Fitting curves to data (in magclass format) and plotting the curves to nice graphs and pdf

Purpose and Functionality

With this package you can fit a curve to your data. It is a wrapper around the optim() function from R’s stats package and offers an easy-to-use interface to data in magclass format. Use the main function emulator() of this package to fit a curve of the form you can provide. In this example we use y = a + b * x ^c, where x and y are the data you provide and a,b, and c are the coefficients the emulator() function will calculate using the optim() function from R’s stats package. The `emulator()´ function generates a separate fit for each region and each year. The resulting curves together with the raw data will be plotted and saved to figures and compiled in a pdf. See at the bottom how to define your own functional form.

Input data

The raw input data for which the `emulator()´ function will calculate the fits needs to be provided in the magclass format. It needs to have at least three variables:

The emulator() function requires the data to be of a particular format. There are two alternative formats allowed. The following Examples section explains the differences and gives examples how to apply the emulator function.

Examples

In some cases MAgPIE gets infeasible in certain years. Since the data from this year and the years after is not meaningful the emulator() function offers the option to ignore these data. To do so it needs information about which years are infeasible. Our example data already contains this information for the region GLO since MAgPIE does solve all regions at once and not individually. However, the emulator() function performs the fits for each year and each region individually. Therefore, we need to transfer the global modelstatus from GLO to all regions.

library(remulator)
library(magclass)
emudata[,,"Modelstatus (-)"] <- emudata["GLO",,"Modelstatus (-)"]

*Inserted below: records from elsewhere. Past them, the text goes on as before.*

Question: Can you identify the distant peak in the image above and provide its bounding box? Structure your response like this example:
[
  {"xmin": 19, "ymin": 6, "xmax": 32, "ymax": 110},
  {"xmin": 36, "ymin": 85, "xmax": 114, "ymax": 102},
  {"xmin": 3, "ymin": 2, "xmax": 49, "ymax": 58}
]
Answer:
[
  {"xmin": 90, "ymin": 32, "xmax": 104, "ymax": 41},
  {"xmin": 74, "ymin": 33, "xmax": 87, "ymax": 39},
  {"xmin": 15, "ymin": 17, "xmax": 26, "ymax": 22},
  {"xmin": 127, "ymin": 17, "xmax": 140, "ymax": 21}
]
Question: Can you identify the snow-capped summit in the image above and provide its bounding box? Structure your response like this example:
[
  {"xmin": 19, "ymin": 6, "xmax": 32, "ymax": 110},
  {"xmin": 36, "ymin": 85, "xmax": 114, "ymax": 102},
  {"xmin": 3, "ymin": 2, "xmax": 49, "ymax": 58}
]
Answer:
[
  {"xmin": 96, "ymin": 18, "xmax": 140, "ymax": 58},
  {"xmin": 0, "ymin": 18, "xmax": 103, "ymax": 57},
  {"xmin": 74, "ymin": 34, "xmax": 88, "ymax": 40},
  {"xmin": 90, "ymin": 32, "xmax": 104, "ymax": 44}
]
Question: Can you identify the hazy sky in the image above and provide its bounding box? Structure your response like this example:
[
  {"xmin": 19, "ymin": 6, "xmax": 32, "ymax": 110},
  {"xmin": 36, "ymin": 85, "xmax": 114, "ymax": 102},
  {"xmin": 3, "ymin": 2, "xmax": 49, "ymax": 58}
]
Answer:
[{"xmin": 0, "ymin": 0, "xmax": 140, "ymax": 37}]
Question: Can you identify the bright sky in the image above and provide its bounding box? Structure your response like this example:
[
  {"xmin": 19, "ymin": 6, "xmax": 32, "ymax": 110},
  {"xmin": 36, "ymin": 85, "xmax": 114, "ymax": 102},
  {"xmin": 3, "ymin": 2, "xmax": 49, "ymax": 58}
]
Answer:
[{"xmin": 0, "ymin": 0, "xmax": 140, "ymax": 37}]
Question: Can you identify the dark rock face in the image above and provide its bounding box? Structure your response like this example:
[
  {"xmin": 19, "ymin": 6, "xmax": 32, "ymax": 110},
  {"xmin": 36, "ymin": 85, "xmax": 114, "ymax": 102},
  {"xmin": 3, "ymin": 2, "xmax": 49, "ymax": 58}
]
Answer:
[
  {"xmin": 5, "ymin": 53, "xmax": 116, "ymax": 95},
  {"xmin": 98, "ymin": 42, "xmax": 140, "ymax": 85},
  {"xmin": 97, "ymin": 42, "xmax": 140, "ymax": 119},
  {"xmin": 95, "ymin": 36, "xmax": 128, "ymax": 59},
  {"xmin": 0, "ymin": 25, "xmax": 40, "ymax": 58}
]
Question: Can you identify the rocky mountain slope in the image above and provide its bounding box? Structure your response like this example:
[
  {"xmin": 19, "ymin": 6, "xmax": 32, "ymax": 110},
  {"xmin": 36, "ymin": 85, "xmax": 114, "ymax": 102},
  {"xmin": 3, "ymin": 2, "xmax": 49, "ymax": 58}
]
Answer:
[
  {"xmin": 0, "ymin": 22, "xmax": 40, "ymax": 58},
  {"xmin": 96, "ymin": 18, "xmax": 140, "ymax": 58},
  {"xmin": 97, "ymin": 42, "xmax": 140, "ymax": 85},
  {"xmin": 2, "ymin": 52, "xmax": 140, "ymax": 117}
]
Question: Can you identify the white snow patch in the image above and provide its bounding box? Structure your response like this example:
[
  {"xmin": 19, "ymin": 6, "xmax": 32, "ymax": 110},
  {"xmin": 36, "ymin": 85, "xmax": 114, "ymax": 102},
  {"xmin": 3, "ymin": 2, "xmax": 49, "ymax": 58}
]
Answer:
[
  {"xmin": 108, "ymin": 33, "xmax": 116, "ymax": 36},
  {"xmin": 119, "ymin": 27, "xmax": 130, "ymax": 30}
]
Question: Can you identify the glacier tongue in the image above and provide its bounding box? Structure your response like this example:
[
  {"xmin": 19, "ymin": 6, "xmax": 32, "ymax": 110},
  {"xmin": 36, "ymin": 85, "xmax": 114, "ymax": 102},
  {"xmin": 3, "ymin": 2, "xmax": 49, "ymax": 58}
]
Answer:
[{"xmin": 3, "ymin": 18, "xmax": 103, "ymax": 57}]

Alternative A: Calculate emulator for one single case consisting of all scenarios present in the data

This requires the data to have the structure as displayed below: region, year, scenario, model, variable.

str(emudata)
# Formal class 'magpie' [package "magclass"] with 1 slot
#   ..@ .Data: num [1:11, 1:11, 1:438] 0.228 NA NA NA 6.439 ...
#   .. ..- attr(*, "dimnames")=List of 3
#   .. .. ..$ region                 : chr [1:11] "AFR" "CPA" "EUR" "FSU" ...
#   .. .. ..$ year                   : chr [1:11] "y2005" "y2015" "y2025" "y2035" ...
#   .. .. ..$ scenario.model.variable: chr [1:438] "CDL_base-base-1.MAgPIE.Primary Energy|Biomass|Energy Crops (EJ/yr)" "CDL_base-base-10.MAgPIE.Primary Energy|Biomass|Energy Crops (EJ/yr)" "CDL_base-base-11.MAgPIE.Primary Energy|Biomass|Energy Crops (EJ/yr)" "CDL_base-base-12.MAgPIE.Primary Energy|Biomass|Energy Crops (EJ/yr)" ...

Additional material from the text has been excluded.